Friday, September 25, 2009

 

My Extruder Doesn't Work. What Can I Do?

this is probably one of the most common cries of anguish heard from new RepRap owners. The picture on the right shows two common modes of extruder failure. In each case, the symptom is that the filament cannot be pushed through the extruder, or requires enough force to damage the filament even when the nozzle has been removed and the barrel is hot enough for molten plastic to dribble out of it.

To find out what is going on, take the cooled extruder apart and look at the filament inside. If you can't get the filament out of the PTFE or PEEK spacer, the chances are that your spacer has got hot and the filament has bulged inside it. Use hose clamps or a metal sheath to stop the spacer from deforming. You will probably need a new one.

If you see a blob of plastic sitting directly on top of the heater barrel, you have a gap. Any space between the top of the barrel and the end of the hole that it fits into will accumulate plastic. This plastic will not all be molten, and will cause a lot of friction on the filament as it enters the barrel.

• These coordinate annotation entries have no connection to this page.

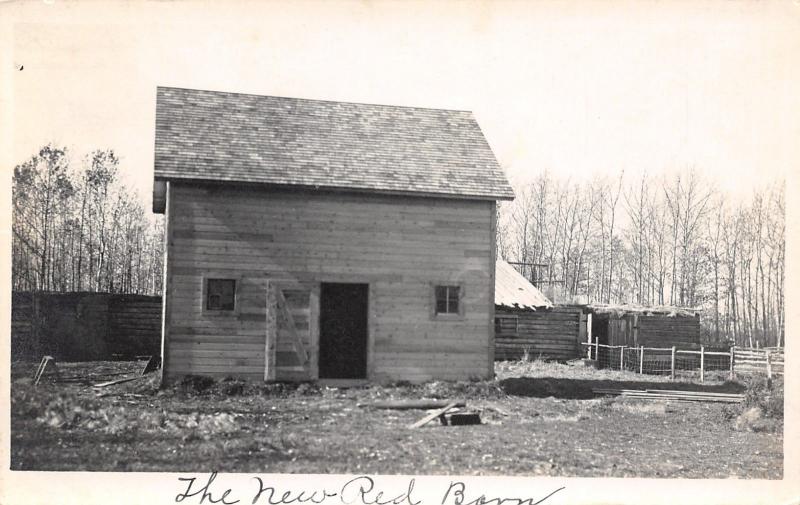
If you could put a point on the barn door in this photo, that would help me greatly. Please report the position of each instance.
(290, 332)
(343, 331)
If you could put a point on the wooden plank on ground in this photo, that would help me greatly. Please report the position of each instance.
(412, 404)
(433, 415)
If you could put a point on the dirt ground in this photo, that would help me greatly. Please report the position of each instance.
(538, 419)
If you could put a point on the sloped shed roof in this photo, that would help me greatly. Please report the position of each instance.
(218, 136)
(657, 310)
(513, 291)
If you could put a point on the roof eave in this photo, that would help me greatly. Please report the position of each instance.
(334, 189)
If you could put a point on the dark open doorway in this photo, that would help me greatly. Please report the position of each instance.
(343, 331)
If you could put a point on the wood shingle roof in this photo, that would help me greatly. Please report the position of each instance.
(218, 136)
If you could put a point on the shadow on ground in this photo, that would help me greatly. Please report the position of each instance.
(581, 389)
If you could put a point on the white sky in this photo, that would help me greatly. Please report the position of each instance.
(576, 88)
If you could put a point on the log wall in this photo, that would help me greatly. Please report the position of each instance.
(84, 326)
(548, 334)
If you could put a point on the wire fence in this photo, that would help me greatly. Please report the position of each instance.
(673, 361)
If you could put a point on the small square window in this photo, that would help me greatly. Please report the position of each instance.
(447, 299)
(220, 294)
(506, 326)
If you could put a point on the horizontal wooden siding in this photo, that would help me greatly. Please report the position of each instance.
(399, 245)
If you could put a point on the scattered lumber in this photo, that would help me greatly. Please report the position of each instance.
(413, 404)
(433, 415)
(46, 366)
(672, 395)
(117, 381)
(153, 363)
(464, 418)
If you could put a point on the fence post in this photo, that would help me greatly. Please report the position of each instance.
(672, 365)
(769, 367)
(702, 362)
(641, 359)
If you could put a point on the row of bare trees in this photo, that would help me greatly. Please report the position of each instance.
(78, 228)
(667, 240)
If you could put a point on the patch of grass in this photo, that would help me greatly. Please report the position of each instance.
(233, 426)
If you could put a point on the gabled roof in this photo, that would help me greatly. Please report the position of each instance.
(513, 291)
(217, 136)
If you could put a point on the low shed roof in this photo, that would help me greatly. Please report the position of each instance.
(219, 136)
(512, 290)
(657, 310)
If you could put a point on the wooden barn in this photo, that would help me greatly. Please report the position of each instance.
(634, 326)
(314, 239)
(528, 324)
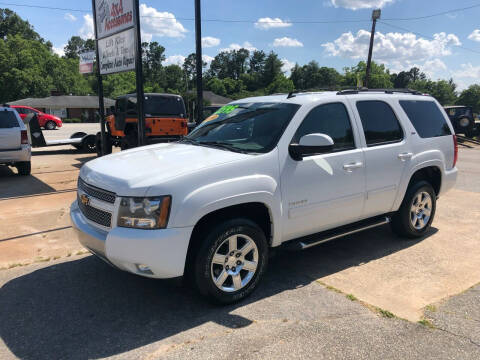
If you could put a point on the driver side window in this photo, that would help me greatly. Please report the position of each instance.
(332, 120)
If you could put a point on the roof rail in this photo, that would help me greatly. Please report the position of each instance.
(386, 91)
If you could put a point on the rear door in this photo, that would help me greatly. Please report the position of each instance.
(10, 138)
(386, 152)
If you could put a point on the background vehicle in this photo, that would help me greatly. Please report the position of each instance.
(165, 120)
(295, 170)
(15, 149)
(47, 121)
(462, 119)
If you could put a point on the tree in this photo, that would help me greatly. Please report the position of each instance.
(76, 45)
(273, 68)
(470, 97)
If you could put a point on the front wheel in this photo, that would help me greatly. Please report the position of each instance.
(417, 211)
(231, 261)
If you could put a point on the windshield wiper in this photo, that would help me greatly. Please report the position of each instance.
(223, 145)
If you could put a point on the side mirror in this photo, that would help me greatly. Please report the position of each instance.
(311, 144)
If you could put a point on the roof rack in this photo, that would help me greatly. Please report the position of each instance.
(386, 91)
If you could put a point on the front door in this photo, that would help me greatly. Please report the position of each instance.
(328, 190)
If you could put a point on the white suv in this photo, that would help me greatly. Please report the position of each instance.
(15, 149)
(294, 170)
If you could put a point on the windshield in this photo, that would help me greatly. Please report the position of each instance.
(158, 106)
(249, 127)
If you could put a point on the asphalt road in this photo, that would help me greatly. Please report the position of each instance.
(84, 309)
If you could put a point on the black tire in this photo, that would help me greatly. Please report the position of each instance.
(50, 125)
(401, 221)
(78, 135)
(203, 270)
(24, 168)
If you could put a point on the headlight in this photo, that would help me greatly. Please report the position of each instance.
(144, 213)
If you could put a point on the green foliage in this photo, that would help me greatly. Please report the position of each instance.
(470, 97)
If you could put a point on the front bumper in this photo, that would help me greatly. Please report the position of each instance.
(163, 251)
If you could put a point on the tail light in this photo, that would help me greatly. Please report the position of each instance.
(455, 151)
(24, 137)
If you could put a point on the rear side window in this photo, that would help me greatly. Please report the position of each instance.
(8, 120)
(426, 118)
(379, 122)
(329, 119)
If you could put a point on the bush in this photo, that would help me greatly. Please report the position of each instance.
(72, 121)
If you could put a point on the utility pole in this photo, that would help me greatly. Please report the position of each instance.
(199, 60)
(101, 102)
(139, 79)
(375, 16)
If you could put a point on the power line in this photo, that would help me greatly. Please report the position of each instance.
(423, 35)
(193, 19)
(434, 15)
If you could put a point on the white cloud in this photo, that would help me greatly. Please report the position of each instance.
(210, 41)
(468, 71)
(475, 35)
(287, 66)
(246, 45)
(360, 4)
(174, 59)
(208, 59)
(287, 42)
(162, 24)
(269, 23)
(87, 31)
(392, 48)
(70, 17)
(59, 50)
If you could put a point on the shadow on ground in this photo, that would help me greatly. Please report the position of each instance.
(84, 309)
(13, 185)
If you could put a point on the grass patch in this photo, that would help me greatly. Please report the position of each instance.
(427, 323)
(351, 297)
(386, 313)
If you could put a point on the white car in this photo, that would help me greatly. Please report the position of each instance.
(294, 170)
(15, 148)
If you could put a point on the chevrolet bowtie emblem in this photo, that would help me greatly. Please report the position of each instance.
(84, 199)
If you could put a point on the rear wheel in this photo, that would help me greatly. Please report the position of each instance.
(24, 168)
(50, 125)
(231, 261)
(417, 211)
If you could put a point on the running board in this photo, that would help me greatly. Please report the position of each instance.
(322, 237)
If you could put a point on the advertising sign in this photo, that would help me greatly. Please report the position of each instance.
(86, 62)
(117, 52)
(113, 16)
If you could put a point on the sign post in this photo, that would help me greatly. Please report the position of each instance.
(119, 48)
(101, 102)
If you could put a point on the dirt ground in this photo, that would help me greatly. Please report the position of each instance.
(403, 277)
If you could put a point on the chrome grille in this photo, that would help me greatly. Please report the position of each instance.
(98, 216)
(95, 192)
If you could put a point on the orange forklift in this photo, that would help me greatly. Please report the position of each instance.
(165, 120)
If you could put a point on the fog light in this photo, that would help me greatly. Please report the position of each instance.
(144, 269)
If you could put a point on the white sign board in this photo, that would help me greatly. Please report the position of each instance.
(117, 52)
(86, 62)
(113, 16)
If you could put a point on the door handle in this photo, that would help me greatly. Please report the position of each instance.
(352, 166)
(405, 156)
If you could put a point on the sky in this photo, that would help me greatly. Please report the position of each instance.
(335, 33)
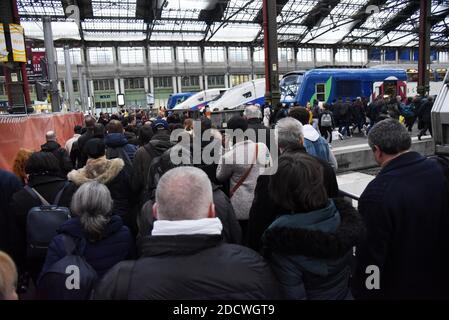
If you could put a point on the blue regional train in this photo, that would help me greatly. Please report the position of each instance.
(323, 85)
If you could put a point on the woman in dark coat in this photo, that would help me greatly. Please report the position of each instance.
(111, 173)
(43, 173)
(310, 247)
(107, 241)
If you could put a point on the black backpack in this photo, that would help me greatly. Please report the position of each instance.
(70, 278)
(43, 221)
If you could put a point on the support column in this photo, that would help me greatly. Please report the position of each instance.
(206, 83)
(175, 84)
(68, 78)
(272, 94)
(179, 84)
(424, 47)
(51, 64)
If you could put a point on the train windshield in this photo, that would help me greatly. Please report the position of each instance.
(289, 87)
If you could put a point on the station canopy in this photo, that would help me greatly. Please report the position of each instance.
(300, 22)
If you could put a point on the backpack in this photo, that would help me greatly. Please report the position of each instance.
(42, 223)
(119, 152)
(70, 278)
(407, 111)
(326, 120)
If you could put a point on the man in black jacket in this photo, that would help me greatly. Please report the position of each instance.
(263, 209)
(51, 145)
(405, 208)
(185, 257)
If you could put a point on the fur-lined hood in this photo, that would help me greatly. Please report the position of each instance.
(316, 243)
(101, 170)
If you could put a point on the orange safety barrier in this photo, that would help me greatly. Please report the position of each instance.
(28, 131)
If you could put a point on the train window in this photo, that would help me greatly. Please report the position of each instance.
(320, 90)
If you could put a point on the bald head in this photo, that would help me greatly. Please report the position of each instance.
(90, 122)
(50, 136)
(184, 193)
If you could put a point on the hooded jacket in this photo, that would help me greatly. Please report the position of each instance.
(116, 244)
(61, 154)
(118, 140)
(144, 156)
(109, 173)
(310, 253)
(317, 146)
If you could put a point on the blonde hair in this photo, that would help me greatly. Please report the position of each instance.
(8, 274)
(20, 161)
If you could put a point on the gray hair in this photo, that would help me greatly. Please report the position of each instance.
(183, 193)
(92, 202)
(252, 112)
(390, 136)
(288, 132)
(50, 136)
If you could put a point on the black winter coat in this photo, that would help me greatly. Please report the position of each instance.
(310, 253)
(47, 186)
(159, 143)
(61, 154)
(264, 211)
(405, 209)
(193, 267)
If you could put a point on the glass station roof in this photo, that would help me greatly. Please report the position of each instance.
(345, 22)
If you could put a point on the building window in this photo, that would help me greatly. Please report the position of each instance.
(259, 55)
(74, 54)
(342, 55)
(443, 56)
(214, 54)
(239, 78)
(323, 55)
(190, 81)
(188, 54)
(359, 55)
(237, 54)
(163, 82)
(104, 85)
(131, 55)
(101, 55)
(161, 55)
(136, 83)
(215, 81)
(304, 55)
(320, 90)
(285, 54)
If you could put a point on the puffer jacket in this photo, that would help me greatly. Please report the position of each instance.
(118, 140)
(234, 170)
(111, 174)
(115, 245)
(310, 253)
(211, 270)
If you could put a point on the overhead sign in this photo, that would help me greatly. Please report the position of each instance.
(17, 42)
(3, 50)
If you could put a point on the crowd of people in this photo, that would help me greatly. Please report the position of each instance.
(359, 115)
(138, 225)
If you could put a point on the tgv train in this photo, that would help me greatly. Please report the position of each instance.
(200, 99)
(326, 85)
(251, 92)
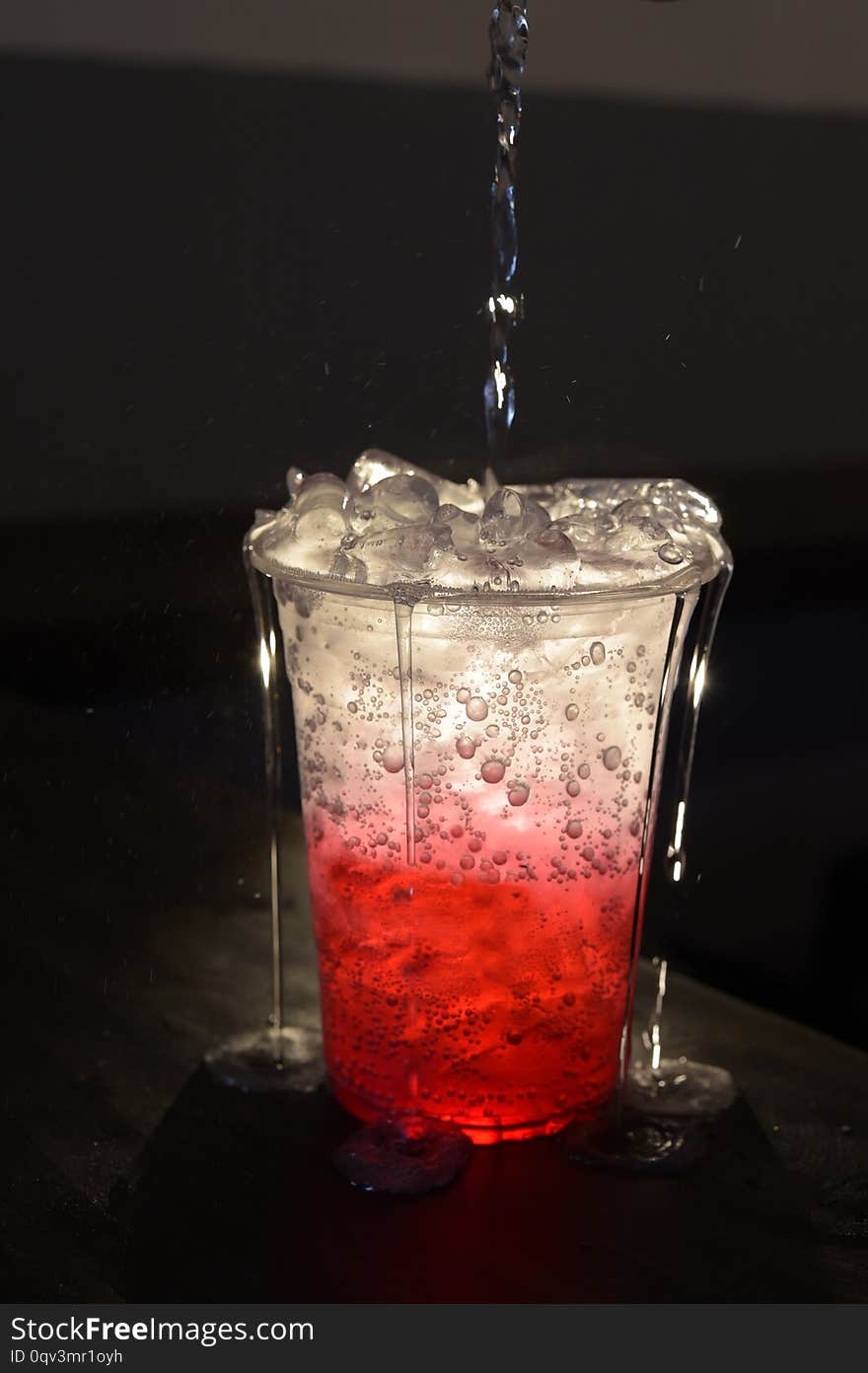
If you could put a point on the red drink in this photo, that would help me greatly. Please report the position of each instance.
(496, 1005)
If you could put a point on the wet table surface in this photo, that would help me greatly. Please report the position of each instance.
(130, 1176)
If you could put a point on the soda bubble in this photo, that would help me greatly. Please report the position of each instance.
(671, 553)
(493, 770)
(476, 710)
(393, 759)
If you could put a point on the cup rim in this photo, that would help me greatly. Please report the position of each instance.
(413, 592)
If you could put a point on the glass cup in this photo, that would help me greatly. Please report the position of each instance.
(479, 778)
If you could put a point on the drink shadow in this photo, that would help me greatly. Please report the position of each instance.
(235, 1197)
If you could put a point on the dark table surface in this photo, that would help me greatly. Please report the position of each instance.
(130, 1176)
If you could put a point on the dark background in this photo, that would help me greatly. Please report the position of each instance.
(213, 273)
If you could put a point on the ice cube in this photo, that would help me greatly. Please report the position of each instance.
(349, 566)
(375, 465)
(293, 480)
(321, 528)
(405, 500)
(321, 490)
(476, 570)
(510, 517)
(465, 526)
(402, 550)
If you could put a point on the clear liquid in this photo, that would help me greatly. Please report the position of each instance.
(508, 38)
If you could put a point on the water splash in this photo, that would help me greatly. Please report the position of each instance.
(404, 636)
(508, 38)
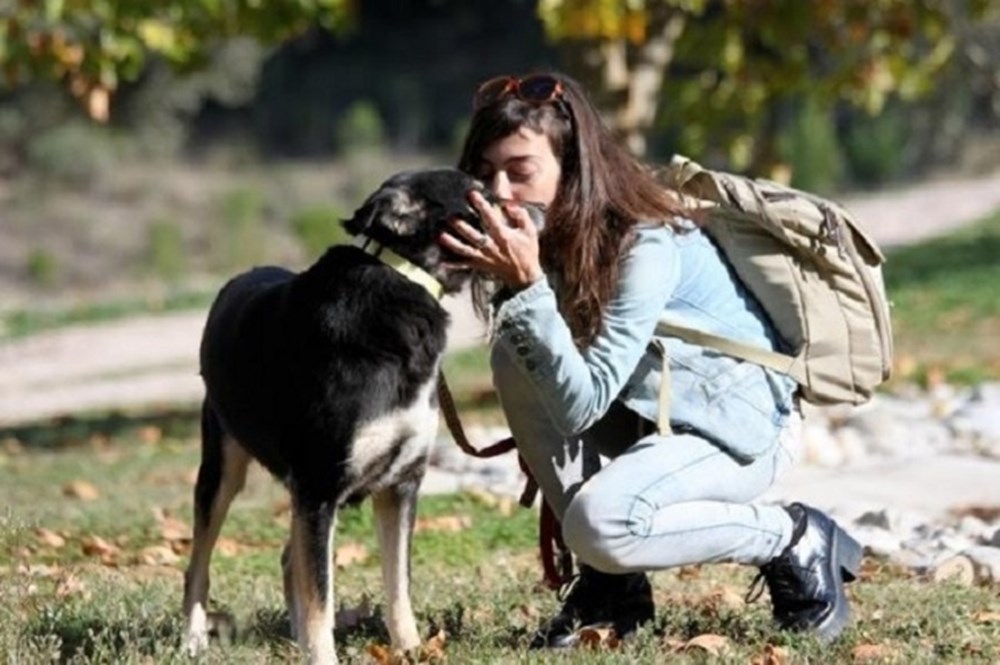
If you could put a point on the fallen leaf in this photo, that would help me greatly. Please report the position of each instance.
(872, 653)
(350, 554)
(986, 617)
(772, 656)
(228, 547)
(81, 489)
(433, 649)
(728, 598)
(158, 555)
(70, 585)
(446, 523)
(97, 546)
(712, 644)
(599, 637)
(150, 434)
(379, 653)
(349, 617)
(171, 528)
(49, 538)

Typically the extruder will run for a while, but mysteriously clog up if you let it cool and restart it. Or it may just jam solid.

The cure is to taper the top of the barrel to ensure it is driven into the PTFE or PEEK spacer, and to remove the thread from the top 1mm or so of the heater barrel. If the hole has not been tapped all the way to the end, this will let the heater barrel reach the bottom of it. It is important to clear any remaining melted filament before fitting the barrel back!

Vik :v)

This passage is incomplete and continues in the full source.